Before setting up a benchmark experiment we can specify which hyperparameters are going to be tuned. The mlr package provides powerful tuning algorithms, such as iterated F-racing (irace::irace()), CMA Evolution Strategy (cmaes::cma_es()), model-based / Bayesian optimization (mlrMBO::mbo()) and generalized simulated annealing (GenSA::GenSA()). See Tuning and Advanced Tuning for more details.
For each learner one hyperparameter will be tuned, i.e. kernel parameter sigma for SVM model and the number of trees (num.trees) in the random forest model. We start with specifying a search space for each of these parameters. With makeTuneControlCMAES() we set the tuning method to be CMA Evolution Strategy (cmaes::cma_es()). Afterwards we take 5-fold cross validation as our resampling strategy and root mean squared error (rmse) as optimization criterion. Finally, we make tuning wrapper for each learner.
set.seed(1234)
# Define a search space for each learner'S parameter
ps_ksvm = makeParamSet(
makeNumericParam("sigma", lower = -12, upper = 12, trafo = function(x) 2^x)
)
ps_rf = makeParamSet(
makeIntegerParam("num.trees", lower = 1L, upper = 200L)
)
# Choose a resampling strategy
rdesc = makeResampleDesc("CV", iters = 5L)
# Choose a performance measure
meas = rmse
# Choose a tuning method
ctrl = makeTuneControlCMAES(budget = 100L)
# Make tuning wrappers
tuned.ksvm = makeTuneWrapper(learner = "regr.ksvm", resampling = rdesc, measures = meas,
par.set = ps_ksvm, control = ctrl, show.info = FALSE)
tuned.rf = makeTuneWrapper(learner = "regr.ranger", resampling = rdesc, measures = meas,
par.set = ps_rf, control = ctrl, show.info = FALSE)In order to conduct a benchmark experiment, it is necessary to choose an evaluation method. We will use the resampling strategy and the performance measure from the previous section and then pass the tuning wrappers as arguments into the benchmark() function.
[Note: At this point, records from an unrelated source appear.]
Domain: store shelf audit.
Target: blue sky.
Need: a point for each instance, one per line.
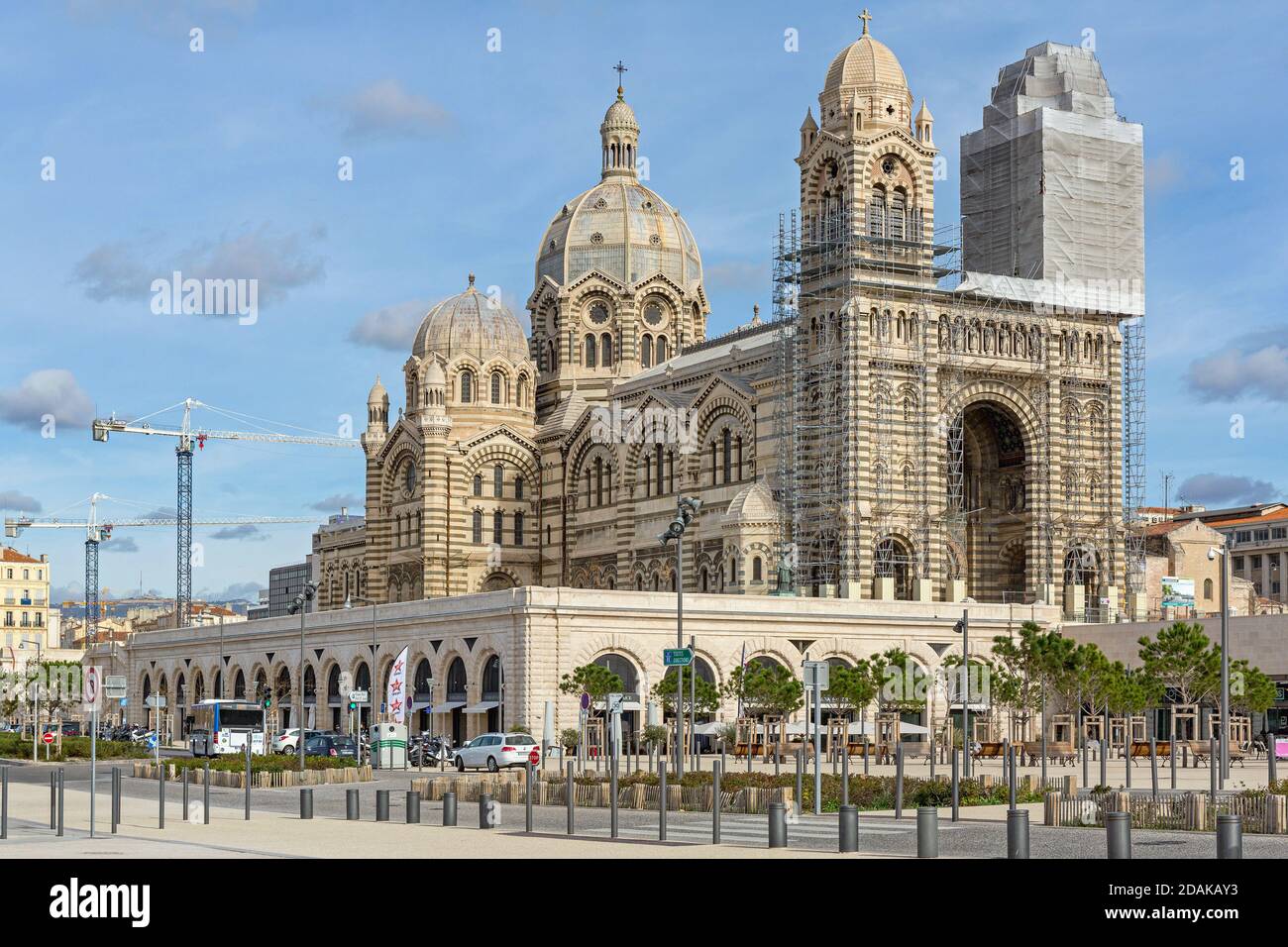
(226, 159)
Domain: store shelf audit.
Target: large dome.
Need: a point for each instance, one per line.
(622, 230)
(471, 324)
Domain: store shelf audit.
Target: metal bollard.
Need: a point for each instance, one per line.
(351, 805)
(612, 801)
(927, 831)
(956, 788)
(1229, 836)
(661, 800)
(848, 825)
(1119, 834)
(571, 797)
(527, 800)
(777, 825)
(716, 771)
(1018, 834)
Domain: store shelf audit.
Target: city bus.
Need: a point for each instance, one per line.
(223, 727)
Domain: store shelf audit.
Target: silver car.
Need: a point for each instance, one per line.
(496, 751)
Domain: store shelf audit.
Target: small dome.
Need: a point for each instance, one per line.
(864, 63)
(471, 324)
(754, 504)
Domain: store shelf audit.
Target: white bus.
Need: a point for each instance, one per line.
(223, 727)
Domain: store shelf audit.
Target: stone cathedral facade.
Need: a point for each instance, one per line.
(890, 438)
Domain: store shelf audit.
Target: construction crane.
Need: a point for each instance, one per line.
(97, 531)
(187, 436)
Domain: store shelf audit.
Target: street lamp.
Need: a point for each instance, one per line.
(1214, 552)
(372, 696)
(300, 605)
(35, 693)
(686, 509)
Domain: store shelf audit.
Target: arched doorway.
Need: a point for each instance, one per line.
(456, 689)
(996, 482)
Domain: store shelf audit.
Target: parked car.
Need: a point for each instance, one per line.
(288, 740)
(330, 745)
(494, 751)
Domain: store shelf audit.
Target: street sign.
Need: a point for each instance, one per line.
(91, 688)
(816, 674)
(678, 657)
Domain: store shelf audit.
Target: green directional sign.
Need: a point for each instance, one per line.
(677, 657)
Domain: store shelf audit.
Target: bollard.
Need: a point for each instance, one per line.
(956, 788)
(777, 825)
(1153, 764)
(612, 801)
(661, 800)
(351, 805)
(572, 799)
(848, 825)
(1229, 836)
(1119, 834)
(527, 800)
(716, 770)
(1018, 834)
(927, 831)
(248, 777)
(898, 781)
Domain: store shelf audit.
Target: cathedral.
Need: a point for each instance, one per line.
(930, 419)
(883, 436)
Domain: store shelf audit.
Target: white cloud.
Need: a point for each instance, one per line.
(47, 392)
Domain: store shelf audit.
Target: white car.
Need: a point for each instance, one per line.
(496, 751)
(288, 740)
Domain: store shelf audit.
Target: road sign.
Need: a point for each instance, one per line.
(91, 688)
(816, 674)
(678, 657)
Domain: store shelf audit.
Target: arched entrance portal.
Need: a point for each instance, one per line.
(997, 502)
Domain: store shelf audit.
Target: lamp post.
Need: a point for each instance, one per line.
(35, 694)
(686, 509)
(1214, 552)
(300, 605)
(372, 696)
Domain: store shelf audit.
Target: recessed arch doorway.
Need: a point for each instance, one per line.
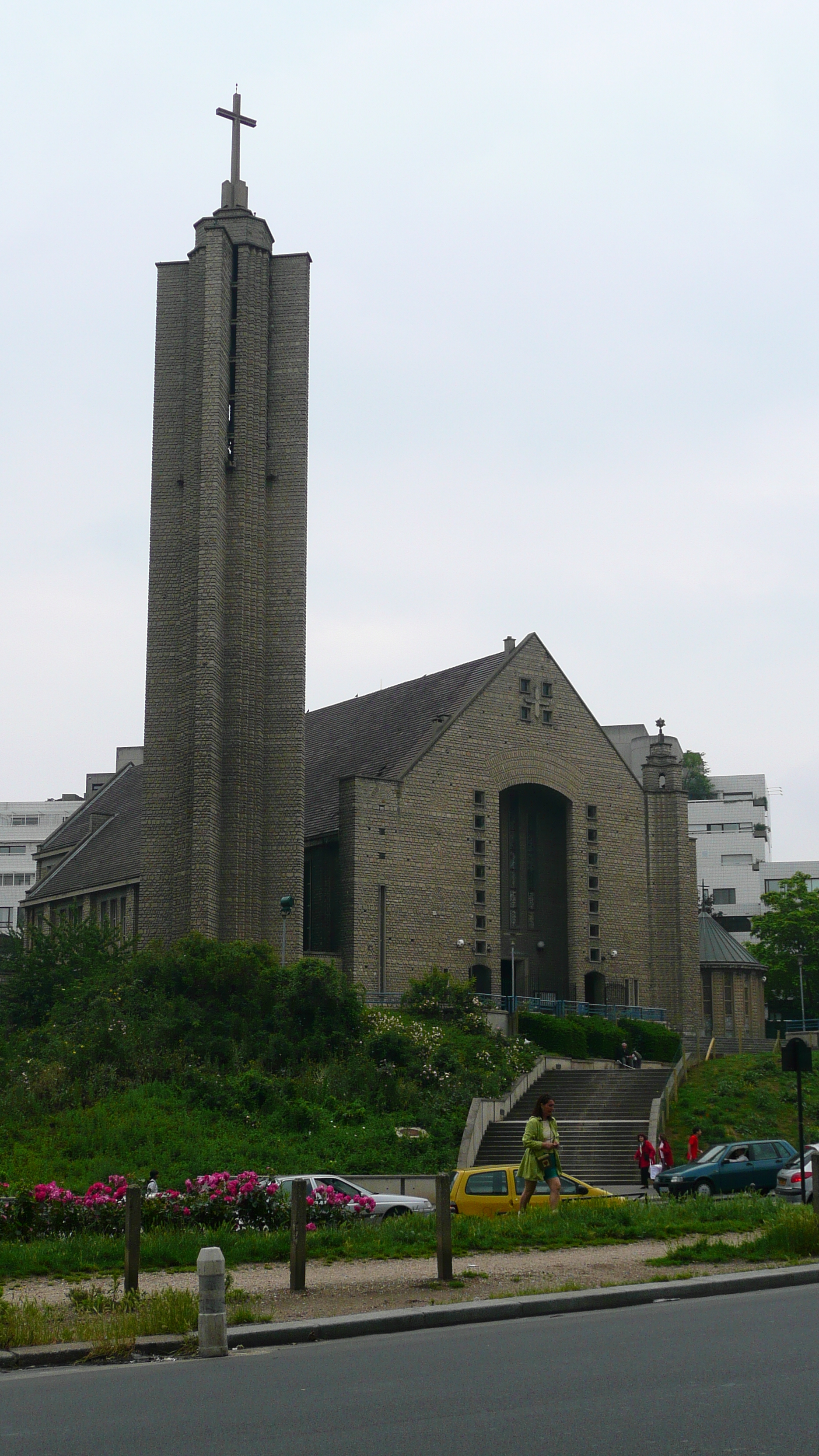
(534, 896)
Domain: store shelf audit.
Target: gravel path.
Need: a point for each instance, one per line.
(357, 1286)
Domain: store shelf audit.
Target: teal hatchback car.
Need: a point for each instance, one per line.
(729, 1168)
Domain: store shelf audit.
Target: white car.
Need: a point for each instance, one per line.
(789, 1179)
(388, 1204)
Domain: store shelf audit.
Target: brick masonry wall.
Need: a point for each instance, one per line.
(427, 842)
(225, 682)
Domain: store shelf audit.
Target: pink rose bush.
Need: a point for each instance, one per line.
(209, 1202)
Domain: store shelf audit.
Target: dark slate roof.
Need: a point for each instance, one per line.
(721, 948)
(107, 855)
(382, 734)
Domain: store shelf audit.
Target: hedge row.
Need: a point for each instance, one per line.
(597, 1037)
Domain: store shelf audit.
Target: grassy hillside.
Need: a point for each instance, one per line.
(212, 1056)
(742, 1097)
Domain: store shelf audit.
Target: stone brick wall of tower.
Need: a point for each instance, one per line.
(225, 682)
(427, 845)
(286, 503)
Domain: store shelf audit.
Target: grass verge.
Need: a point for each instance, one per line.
(413, 1237)
(793, 1235)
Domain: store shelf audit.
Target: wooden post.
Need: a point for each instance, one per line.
(298, 1234)
(133, 1228)
(213, 1318)
(444, 1228)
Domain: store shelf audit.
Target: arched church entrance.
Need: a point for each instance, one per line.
(483, 977)
(534, 900)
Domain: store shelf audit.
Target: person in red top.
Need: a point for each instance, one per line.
(644, 1157)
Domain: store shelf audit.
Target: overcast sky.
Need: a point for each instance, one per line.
(564, 368)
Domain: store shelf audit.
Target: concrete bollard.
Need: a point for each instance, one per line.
(133, 1229)
(298, 1234)
(444, 1226)
(213, 1320)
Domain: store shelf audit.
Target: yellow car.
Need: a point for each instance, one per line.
(492, 1191)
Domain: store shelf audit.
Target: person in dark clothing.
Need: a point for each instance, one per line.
(644, 1157)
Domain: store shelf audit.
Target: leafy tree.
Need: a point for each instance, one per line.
(791, 928)
(696, 777)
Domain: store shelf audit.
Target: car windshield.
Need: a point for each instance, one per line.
(713, 1154)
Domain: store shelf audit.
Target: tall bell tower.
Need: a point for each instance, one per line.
(225, 683)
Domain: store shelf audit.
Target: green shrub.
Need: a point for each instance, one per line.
(439, 997)
(652, 1040)
(564, 1036)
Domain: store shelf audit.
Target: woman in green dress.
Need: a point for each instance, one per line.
(541, 1157)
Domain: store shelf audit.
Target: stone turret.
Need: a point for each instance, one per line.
(672, 887)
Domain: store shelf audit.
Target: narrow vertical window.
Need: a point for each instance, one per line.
(232, 360)
(382, 938)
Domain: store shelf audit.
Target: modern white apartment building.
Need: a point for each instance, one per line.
(734, 845)
(22, 829)
(779, 870)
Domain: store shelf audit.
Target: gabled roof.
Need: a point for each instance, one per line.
(721, 948)
(381, 734)
(104, 854)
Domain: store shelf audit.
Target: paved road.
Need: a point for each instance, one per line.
(734, 1375)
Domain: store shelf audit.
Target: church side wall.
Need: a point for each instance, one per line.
(429, 865)
(164, 817)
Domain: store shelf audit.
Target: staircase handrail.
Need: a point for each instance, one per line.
(662, 1102)
(493, 1110)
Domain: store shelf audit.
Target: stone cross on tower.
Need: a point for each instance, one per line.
(235, 192)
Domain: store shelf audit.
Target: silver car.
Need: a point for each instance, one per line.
(789, 1179)
(388, 1204)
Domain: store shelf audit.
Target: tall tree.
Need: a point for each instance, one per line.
(696, 777)
(791, 928)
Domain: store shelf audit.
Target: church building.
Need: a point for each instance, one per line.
(481, 817)
(225, 679)
(477, 819)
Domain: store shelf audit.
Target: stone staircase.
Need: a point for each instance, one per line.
(599, 1116)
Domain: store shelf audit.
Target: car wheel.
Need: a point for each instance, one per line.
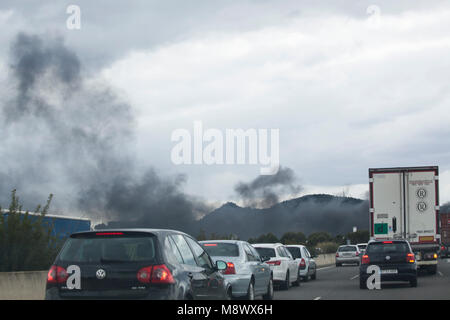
(296, 283)
(286, 284)
(269, 294)
(362, 283)
(250, 291)
(432, 270)
(413, 282)
(229, 294)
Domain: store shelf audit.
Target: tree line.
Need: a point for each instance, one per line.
(317, 242)
(26, 244)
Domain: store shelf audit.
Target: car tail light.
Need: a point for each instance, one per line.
(365, 259)
(109, 234)
(161, 274)
(410, 258)
(275, 262)
(230, 268)
(144, 274)
(302, 264)
(57, 274)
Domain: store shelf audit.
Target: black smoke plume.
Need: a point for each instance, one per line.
(265, 190)
(70, 134)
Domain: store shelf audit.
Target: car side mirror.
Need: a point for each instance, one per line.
(221, 265)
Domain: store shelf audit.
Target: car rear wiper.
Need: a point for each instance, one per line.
(103, 260)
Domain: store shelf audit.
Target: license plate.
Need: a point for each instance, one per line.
(389, 271)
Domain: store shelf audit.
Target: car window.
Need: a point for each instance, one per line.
(221, 249)
(381, 247)
(287, 253)
(172, 252)
(280, 252)
(347, 248)
(249, 253)
(185, 250)
(90, 248)
(255, 253)
(266, 252)
(201, 255)
(295, 252)
(306, 252)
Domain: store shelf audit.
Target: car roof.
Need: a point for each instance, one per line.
(143, 230)
(222, 241)
(267, 245)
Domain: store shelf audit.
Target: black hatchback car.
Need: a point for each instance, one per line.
(135, 264)
(395, 259)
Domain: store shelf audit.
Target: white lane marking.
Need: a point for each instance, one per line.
(353, 278)
(326, 268)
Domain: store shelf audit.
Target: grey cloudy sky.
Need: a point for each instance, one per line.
(349, 88)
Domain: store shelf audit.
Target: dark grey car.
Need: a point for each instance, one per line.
(135, 264)
(246, 272)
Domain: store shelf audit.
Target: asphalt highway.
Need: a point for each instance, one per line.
(342, 283)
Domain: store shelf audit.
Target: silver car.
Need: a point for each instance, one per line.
(248, 275)
(348, 254)
(307, 265)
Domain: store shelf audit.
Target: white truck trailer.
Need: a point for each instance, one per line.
(404, 204)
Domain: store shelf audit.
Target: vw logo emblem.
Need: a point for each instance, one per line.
(100, 274)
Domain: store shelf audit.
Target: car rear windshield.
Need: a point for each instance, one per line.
(347, 249)
(387, 247)
(109, 248)
(266, 252)
(296, 252)
(221, 249)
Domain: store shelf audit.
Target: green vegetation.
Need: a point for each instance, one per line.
(25, 244)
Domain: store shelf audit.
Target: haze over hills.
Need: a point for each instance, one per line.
(307, 214)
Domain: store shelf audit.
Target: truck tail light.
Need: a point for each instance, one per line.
(302, 264)
(410, 258)
(365, 259)
(57, 274)
(230, 268)
(275, 262)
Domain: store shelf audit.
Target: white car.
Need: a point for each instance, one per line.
(362, 247)
(283, 265)
(307, 265)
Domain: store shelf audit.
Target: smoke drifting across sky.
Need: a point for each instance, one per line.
(72, 135)
(265, 190)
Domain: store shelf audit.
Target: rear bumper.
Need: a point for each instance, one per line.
(239, 284)
(347, 259)
(167, 293)
(405, 272)
(278, 274)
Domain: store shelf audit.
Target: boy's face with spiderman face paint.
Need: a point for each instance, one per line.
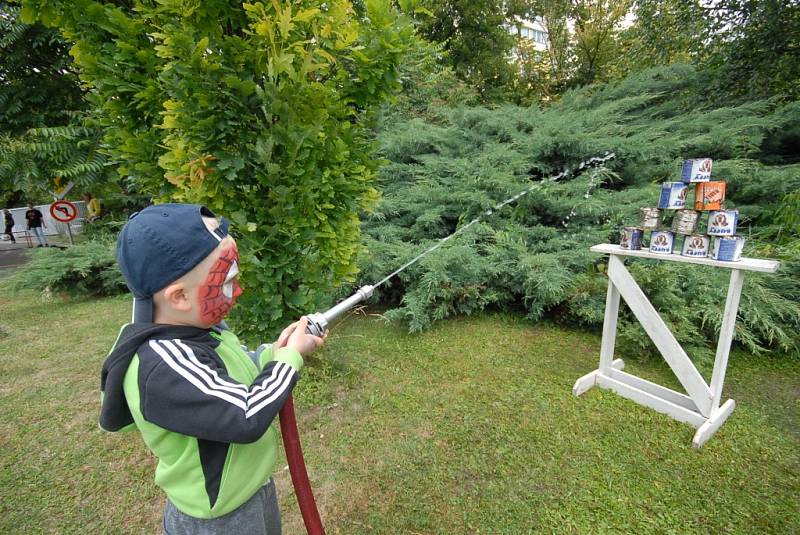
(220, 289)
(205, 295)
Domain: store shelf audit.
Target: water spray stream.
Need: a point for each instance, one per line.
(318, 324)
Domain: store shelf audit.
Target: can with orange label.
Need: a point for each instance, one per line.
(709, 195)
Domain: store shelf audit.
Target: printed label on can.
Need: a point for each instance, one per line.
(673, 195)
(709, 195)
(723, 222)
(684, 221)
(696, 170)
(696, 246)
(727, 248)
(650, 218)
(631, 238)
(661, 242)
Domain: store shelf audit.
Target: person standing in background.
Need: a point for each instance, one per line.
(9, 220)
(93, 209)
(35, 221)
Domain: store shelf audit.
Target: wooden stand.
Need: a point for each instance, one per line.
(701, 407)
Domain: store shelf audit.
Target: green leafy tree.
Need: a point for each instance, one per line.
(262, 111)
(755, 47)
(596, 38)
(477, 42)
(663, 32)
(40, 95)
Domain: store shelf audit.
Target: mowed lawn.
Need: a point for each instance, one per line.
(468, 428)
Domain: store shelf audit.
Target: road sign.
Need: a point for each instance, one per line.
(63, 211)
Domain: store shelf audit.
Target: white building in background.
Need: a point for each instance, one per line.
(534, 31)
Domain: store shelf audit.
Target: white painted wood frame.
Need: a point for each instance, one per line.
(700, 406)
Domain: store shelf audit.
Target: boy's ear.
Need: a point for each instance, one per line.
(175, 297)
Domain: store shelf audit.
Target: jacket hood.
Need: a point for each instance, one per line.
(114, 412)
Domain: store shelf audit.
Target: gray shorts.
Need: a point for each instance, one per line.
(257, 516)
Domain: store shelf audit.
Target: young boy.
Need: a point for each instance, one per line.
(204, 407)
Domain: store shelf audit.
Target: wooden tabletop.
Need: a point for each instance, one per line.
(746, 264)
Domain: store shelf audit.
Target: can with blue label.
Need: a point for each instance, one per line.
(696, 170)
(722, 222)
(673, 195)
(727, 248)
(650, 218)
(695, 246)
(631, 238)
(684, 222)
(661, 241)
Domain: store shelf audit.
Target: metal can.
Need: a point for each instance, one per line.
(631, 238)
(709, 195)
(727, 248)
(684, 221)
(696, 170)
(673, 195)
(723, 222)
(650, 218)
(695, 245)
(661, 241)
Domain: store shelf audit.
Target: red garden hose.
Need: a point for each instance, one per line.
(297, 468)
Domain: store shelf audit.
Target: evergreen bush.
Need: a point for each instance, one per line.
(85, 269)
(447, 168)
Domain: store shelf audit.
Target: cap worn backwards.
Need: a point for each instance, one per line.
(163, 242)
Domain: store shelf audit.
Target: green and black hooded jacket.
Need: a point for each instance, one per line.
(203, 407)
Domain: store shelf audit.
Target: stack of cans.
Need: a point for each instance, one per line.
(719, 241)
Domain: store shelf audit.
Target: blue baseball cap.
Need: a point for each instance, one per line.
(163, 242)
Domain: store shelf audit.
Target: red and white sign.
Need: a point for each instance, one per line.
(63, 211)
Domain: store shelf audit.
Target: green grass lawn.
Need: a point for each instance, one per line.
(468, 428)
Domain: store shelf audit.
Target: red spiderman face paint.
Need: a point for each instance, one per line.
(218, 293)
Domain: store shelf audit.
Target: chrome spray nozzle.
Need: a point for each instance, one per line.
(318, 321)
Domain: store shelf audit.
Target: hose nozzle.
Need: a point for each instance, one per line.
(318, 321)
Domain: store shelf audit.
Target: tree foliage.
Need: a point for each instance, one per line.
(261, 111)
(41, 135)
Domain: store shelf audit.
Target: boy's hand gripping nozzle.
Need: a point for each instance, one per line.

Now we want to evaluate the results.
getBMRAggrPerformances(bmr)
## $BostonHousing
## $BostonHousing$regr.lm
## rmse.test.rmse
## 4.841535
##
## $BostonHousing$regr.ksvm.tuned
## rmse.test.rmse
## 3.775318
##
## $BostonHousing$regr.ranger.tuned
## rmse.test.rmse
## 3.478283A closer look at the boxplot reveals that RF outperforms the other learners for this specific task. Despite the tuning procedure performed before, the benchmark experiment for linear and lasso regression yields similar but poor results.